Goodnick, who will be coming to the Bay Area from Southern California to teach a one-day, sold-out class titled "Designer in a Day — A Crash Course in Garden Design" at Filoli on Saturday, said that upon returning home with their new plant, people may utter the "five most dangerous words in landscape design" — Where do I put this?

"'Where do I put this?' is not a design process. You want a garden that's beautiful, functional and sustainable," Goodnick said.

A self-described "entertaining educator," Goodnick spent 22 years as the city landscape architect for Santa Barbara and is currently a contributor to garden-design blogs and websites as well as magazines including 805 Living. A graduate of Cal Poly San Luis Obispo, he has spoken about landscape design all over the country.

When Goodnick is not traveling, he teaches a residential design course at Santa Barbara City College, is a residential landscape architecture coach and drummer for the band, King Bee. In March he published his first book, "Yards: Turn Any Outdoor Space into the Garden of Your Dreams."

Goodnick said that "purchasing with purpose" when buying plants, begins with asking: "What can this plant do for me?"

Flora can offer much more than just aesthetics, as the properly chosen and placed plant may invite birds into a yard, provide fruits or vegetables, create a privacy screen from neighbors or cast ample shade on sunny days.

"It's the old adage that form follows function. Because if you have a hot patio, it doesn't matter whether the plant has pink flowers or blue flowers," he said.

According to Goodnick, in addition to function, sustainability is an important aspect of plant choice. Plants that are not well-suited for Northern California's climate, which he described as Mediterranean because of its wet, mild winters and dry, warm-to-hot summers, require chemical pesticides or fertilizers that can be harmful to the environment. When it rains, the resulting chemical-containing runoff enters and pollutes the sewer system.

Sustainability is also crucial for people who want a garden but might not have the time to devote to its upkeep.

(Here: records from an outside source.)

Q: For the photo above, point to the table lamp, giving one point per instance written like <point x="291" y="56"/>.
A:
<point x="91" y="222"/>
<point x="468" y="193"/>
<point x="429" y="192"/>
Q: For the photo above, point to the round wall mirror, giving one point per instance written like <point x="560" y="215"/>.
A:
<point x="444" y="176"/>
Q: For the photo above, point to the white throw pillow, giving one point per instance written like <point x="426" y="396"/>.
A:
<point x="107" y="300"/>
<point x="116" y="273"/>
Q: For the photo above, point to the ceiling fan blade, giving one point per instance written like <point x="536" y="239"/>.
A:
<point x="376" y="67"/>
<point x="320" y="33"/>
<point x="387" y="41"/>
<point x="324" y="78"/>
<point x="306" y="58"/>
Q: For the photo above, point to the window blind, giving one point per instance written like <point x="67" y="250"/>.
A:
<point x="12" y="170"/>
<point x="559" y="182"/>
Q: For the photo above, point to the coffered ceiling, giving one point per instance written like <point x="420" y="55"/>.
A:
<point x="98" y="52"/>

Goodnick estimated that the maintenance for a sustainable garden is about 20 percent of the upkeep required for a poorly designed garden.

"You have more time to be in your garden and support your lifestyle than going out every weekend doing chores and getting nothing back for it," he said.

Another side of sustainability is choosing the right plant based on yard size. "The usual phrase we use in our industry is 'right plant, right place.' If you give a plant enough space to grow you reduce maintenance, and from an aesthetic point of view, it allows the plant to achieve its natural beauty," he said.

Goodnick said that many people plant the tipu tree, which is native to South America, because they are drawn to the tree's beautiful, golden-colored flowers. However, the tree's roots are aggressive, growing along the ground's surface and wreaking havoc on nearby sidewalks and driveways.

A better choice for a typical Bay Area yard, he said, is the Arbutus 'Marina' because it does not require much water, its roots are not as invasive as the tipu's and its mahogany bark, porcelain white flowers and dark green leaves still make it an aesthetically pleasing pick.

Goodnick also believes that garden planners do not have to sacrifice beauty when they are planting for function and sustainability.

There is no one-size-fits-all approach to designing a garden, Goodnick said. For example, many of Palo Alto's neighborhoods have an eclectic array of house styles, so people should make sure they choose the right type of garden that complements their home.

"If you have an English Tudor-style house, and you have a collection of cacti from the Sonoran desert, you're welcome to put those cacti in front of the house, but you're not going to win any style awards," he said.

"The first thing I ask a client is, 'What do you want to be able to do when you go outside?' with a big emphasis on the word 'do,'" he said. Goodnick, who has designed landscapes for skate parks to playgrounds to botanical gardens, said a well-designed yard can allow people to entertain friends, enjoy nature and spend more time outside.